Streamed Thursday, February 24, 12:00 – 1:00 pm PST

Protect our Province BC is honoured to be joined for its 12th live briefing by Professor JL Jimenez and Dr. KA Prather, two world renowned scientists and advocates who have played a leading role in putting to rest the “droplet dogma” when it comes to COVID-19 transmission. 

Everyone wants to move on, but to do so we must urgently address how the virus spreads, through aerosols. As Professor Jimenez likes to say, “this is an indoor pandemic.” To be able to convene indoors safely, we must first bring the outside air in and clean the air we breathe and share. There is hope however, as “once we acknowledge it is airborne, it becomes totally manageable”, says Dr. Prather.

Another special guest for this event will be business owner David “Pup” Johnston. His Kamloops bar, the Blue Grotto, was the site of a large COVID-19 outbreak back in mid-October during the Delta wave. This occurred despite following Public Health guidelines based on droplets and contact spread. Using this outbreak as a case study, we will review what aerosol mitigations look like.

We hope you will join us and share this invitation with any business owners you may know. This practical briefing will highlight what aerosol protection means for businesses who want to keep their employees and the community they serve safe while helping bring BC’s pandemic to an end.

We cannot wait any longer for BC Public Health to catch up with the science, we can do this now and help prevent recurrent COVID-19 waves from washing over our province.

Join Protect our Province BC for Briefing #12: Name It to Tame It: It’s Airborne!

Speakers:

Jose Luis Jimenez, Distinguished Professor of Chemistry and Fellow of CIRES; University of Colorado at Boulder

Kimberly A. Prather, Ph.D., Director, NSF Center for Aerosol Impacts on Chemistry of the Environment, Distinguished Professor, Distinguished Chair in Atmospheric Chemistry, Scripps Institution of Oceanography, University of California, San Diego

Facilitator:

Dr. Lyne Filiatrault , Retired Emergency Physician, Protect Our Province BC member

Get the slide deck

Briefing Notes:

Topics: aerosol is the main mode of transmission, why getting it right matters, and what we can do about it? Why do the WHO and BC government keep getting it wrong?

Summary: Main mode of COVID transmission

JJ: COVID is not primarily spread by large droplet projectiles that hit you in the eyes, nose, or mouth or fomite spread (touching surfaces). These are both minor pathways.

Myth: Aerosols are only 5 microns or less and everything bigger will fall to the ground within meters.
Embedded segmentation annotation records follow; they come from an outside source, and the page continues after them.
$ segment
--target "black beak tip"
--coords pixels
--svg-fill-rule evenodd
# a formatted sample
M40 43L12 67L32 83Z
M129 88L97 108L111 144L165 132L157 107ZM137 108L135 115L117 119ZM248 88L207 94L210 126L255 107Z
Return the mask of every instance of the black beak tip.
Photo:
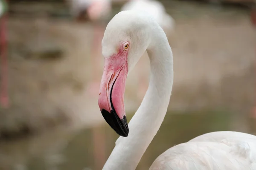
M114 110L111 110L111 113L105 109L100 111L106 122L117 134L123 137L128 136L129 128L125 116L120 119Z

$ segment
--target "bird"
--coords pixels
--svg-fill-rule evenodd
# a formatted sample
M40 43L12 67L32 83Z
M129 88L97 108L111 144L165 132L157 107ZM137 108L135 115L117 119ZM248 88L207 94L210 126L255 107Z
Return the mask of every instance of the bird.
M1 106L8 108L9 106L8 92L8 60L6 40L7 12L8 4L5 0L0 0L0 59L1 62L0 103Z
M78 21L97 21L111 14L111 0L67 0L72 15Z
M165 7L159 1L130 0L121 7L121 11L129 10L143 10L148 12L154 17L167 36L174 33L175 20L166 12ZM143 65L140 65L140 67L143 69ZM137 95L140 99L143 99L148 85L144 74L141 73L138 74L138 76L139 88Z
M167 110L174 82L172 48L153 17L133 10L120 12L110 20L102 47L105 61L98 105L106 122L120 135L102 169L135 170ZM145 51L149 83L128 125L125 80ZM233 131L204 134L168 149L149 170L256 170L256 136Z
M166 32L174 31L175 20L168 14L161 2L155 0L130 0L121 8L121 11L143 10L151 14Z

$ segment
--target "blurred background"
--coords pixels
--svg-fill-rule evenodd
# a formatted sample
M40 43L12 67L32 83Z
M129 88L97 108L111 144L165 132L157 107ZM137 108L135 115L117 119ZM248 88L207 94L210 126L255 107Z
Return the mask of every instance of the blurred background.
M98 106L101 42L129 0L0 0L0 170L102 169L118 136ZM166 31L174 84L165 119L137 170L204 133L256 134L255 1L159 2L175 21ZM146 52L128 78L128 120L149 69Z

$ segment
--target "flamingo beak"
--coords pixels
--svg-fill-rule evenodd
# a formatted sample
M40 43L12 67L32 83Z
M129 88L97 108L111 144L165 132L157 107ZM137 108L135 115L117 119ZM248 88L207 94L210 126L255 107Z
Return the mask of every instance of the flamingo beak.
M127 54L105 59L98 101L106 122L123 137L128 136L129 133L124 105L128 72Z

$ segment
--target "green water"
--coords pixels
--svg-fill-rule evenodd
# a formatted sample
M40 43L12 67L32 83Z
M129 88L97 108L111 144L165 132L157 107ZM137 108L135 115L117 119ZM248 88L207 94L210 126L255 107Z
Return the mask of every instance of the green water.
M168 113L137 169L148 169L154 159L166 150L198 135L215 131L232 130L234 124L239 130L240 121L234 120L234 115L219 111ZM132 116L128 115L128 119ZM242 128L238 131L243 131ZM93 142L95 133L100 138L96 142ZM99 127L69 132L61 130L44 137L35 137L33 140L2 142L0 169L101 169L118 137L104 122Z

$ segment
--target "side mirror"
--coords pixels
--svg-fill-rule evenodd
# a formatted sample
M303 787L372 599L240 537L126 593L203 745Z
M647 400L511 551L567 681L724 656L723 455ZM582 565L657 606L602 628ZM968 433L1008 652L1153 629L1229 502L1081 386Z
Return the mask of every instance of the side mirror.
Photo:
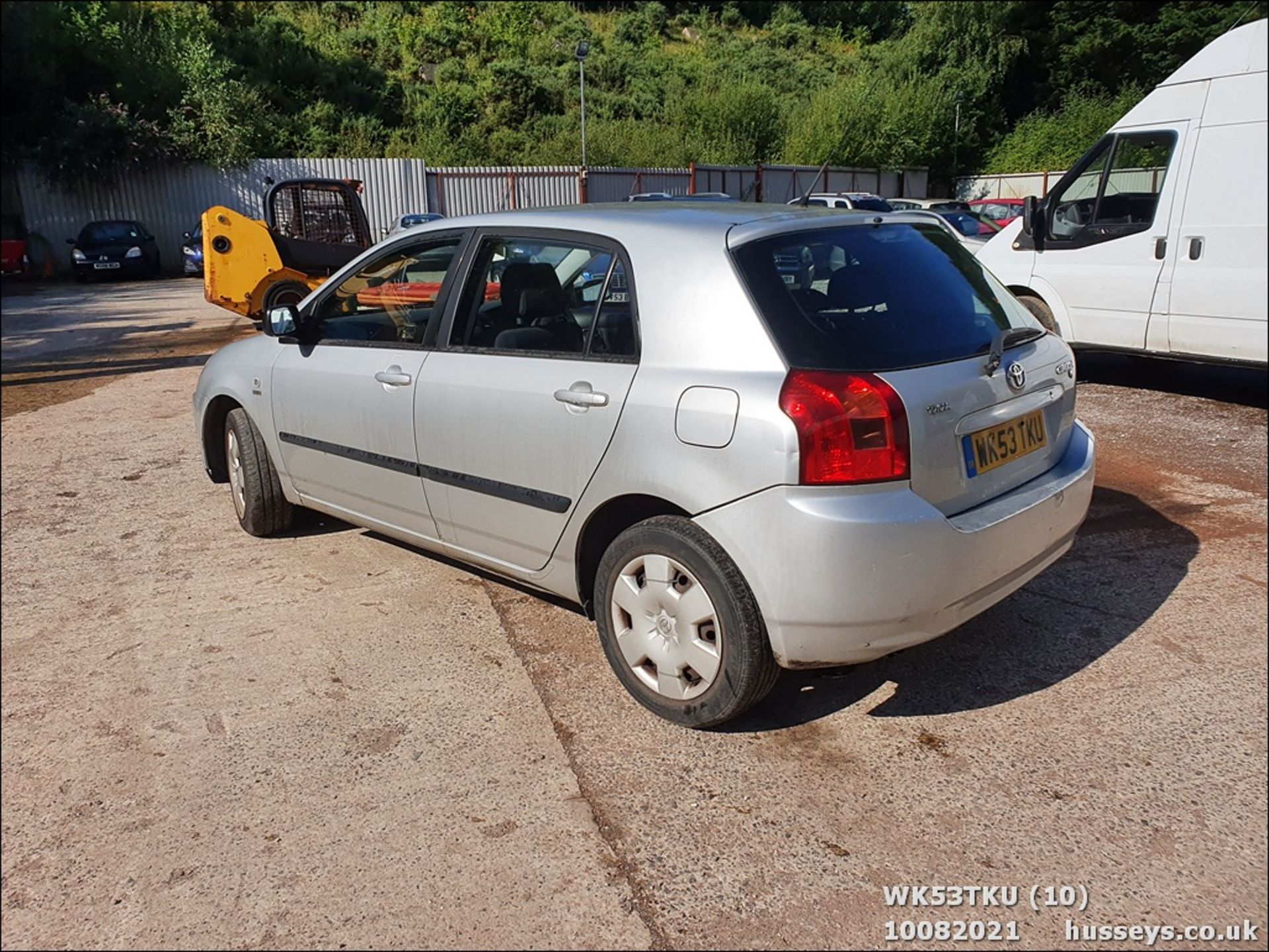
M1036 235L1036 196L1028 195L1023 199L1023 232Z
M286 337L296 332L299 323L299 312L294 304L282 304L269 311L269 319L264 322L264 332L270 337Z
Fact: Superspreading events typically occur when people aren’t close to one another. For the aerosols to be diluted and still be infectious, they need to be very concentrated when they leave a person. Analogous to cigarette smoke. For 100 years medical professionals have confused gravity with dilution.

Aerosols can be much more numerous and bigger (up to 100 microns). Even if you don’t inhale the virus in close proximity, it will travel meters to be inhaled elsewhere. 5 micron aerosols can travel hundreds of meters.

Singing, speaking, yelling, coughing are real aerosol generating actions.

Why is it so important to get it right?

KP: If we acknowledge COVID is airborne, then it becomes very fixable and allows us to protect ourselves and avoid it. Poorly ventilated indoor spaces are high infection risks, especially where people are talking and/or not wearing masks.

Most people don’t have symptoms when they’re most infectious (2~3d after infection), and COVID is every bit as airborne as measles. In fact, measles can’t be cultured from infected air, but SARS COV 2 can.

How do we fix it?

Myth: hand sanitizer, hand washing, and plexiglass prevent exposure to COVID-19.

Fact: Sanitizing hands and surfaces doesn't protect us against the inhalation of infected air. Filtration (Eg. HEPA filters) and ventilation (eg. opening a window) are the key to reducing community transmission. We can also keep gatherings outside. There's precedent for this, from the Spanish flu pandemic in 1918.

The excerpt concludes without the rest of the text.